The OECD said in its annual report that the drop was the result of tight budgets in its member countries.
The aid group Oxfam condemned the fall, saying it would "cost lives".
"Hundreds of thousands of poor people will go without life-saving medicines and many more children will miss out on school because of the first cuts in global aid since 1997," Oxfam said in a statement.
The figure excludes variations in exceptional debt relief, according to the OECD.
Most of the countries classed by the OECD asleast developedare in sub-Saharan Africa but the list also includes states ranging from Bangladesh to Haiti.
'Not an excuse'
The OECD said the reduction was a cause for major concern, as it came at a time when poorer countries - themselves hit by knock-on effects of the global economic crisis - needed it most.
"Aid is only a fraction of total flows to low-income countries, but these hard economic times also mean lower investment and lower exports," OECD head Angel Gurria said.
"The crisis should not be used as an excuse to reduce development cooperation contributions."

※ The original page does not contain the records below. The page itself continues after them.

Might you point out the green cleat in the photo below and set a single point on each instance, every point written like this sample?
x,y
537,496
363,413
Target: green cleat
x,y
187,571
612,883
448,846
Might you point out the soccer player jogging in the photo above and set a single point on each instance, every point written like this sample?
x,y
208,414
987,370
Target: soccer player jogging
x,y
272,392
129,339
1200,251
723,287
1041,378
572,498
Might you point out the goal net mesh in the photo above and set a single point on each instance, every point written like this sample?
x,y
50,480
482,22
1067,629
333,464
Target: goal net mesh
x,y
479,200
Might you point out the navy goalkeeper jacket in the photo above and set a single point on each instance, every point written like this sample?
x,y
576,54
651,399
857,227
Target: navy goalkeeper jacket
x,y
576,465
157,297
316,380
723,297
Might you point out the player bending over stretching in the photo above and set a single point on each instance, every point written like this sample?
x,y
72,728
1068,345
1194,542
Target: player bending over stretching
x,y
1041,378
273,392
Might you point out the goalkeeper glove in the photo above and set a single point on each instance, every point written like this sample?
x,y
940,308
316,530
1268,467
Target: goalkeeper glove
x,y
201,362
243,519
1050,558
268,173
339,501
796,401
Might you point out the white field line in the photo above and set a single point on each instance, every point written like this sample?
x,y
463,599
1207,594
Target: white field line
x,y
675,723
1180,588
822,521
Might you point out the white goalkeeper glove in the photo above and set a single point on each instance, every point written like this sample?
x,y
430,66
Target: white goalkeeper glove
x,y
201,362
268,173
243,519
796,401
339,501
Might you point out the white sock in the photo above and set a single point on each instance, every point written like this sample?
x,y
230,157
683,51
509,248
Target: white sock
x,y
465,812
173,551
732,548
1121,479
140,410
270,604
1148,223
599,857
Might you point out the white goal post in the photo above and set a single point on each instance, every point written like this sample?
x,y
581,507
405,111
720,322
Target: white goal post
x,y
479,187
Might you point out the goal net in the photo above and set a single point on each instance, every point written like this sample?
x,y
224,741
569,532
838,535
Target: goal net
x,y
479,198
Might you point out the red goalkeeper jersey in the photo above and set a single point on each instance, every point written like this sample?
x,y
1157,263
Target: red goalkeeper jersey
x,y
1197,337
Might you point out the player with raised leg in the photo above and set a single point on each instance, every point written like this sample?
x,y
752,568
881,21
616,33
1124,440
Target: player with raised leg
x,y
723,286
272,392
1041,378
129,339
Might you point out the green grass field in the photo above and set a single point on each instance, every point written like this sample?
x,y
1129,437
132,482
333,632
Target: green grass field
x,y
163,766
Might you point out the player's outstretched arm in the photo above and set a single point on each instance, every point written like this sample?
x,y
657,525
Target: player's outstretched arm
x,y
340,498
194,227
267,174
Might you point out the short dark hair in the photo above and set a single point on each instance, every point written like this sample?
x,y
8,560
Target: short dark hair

Daniel Puglisi of Concord, a European confederation of NGOs, told the BBC News website: "The EU is the world's largest donor and its support can still help millions in need, but some European countries are cutting aid faster than their economies are shrinking."
According to the OECD, the biggest falls in aid contributions were registered in Austria, Belgium, Greece, Japan and Spain.
Sweden increased its aid by 10.5 % and Germany raised its donation by 5.9%. The UK registered a slight fall of -0.8% after exceeding its 2010 target in 2010, the OECD noted.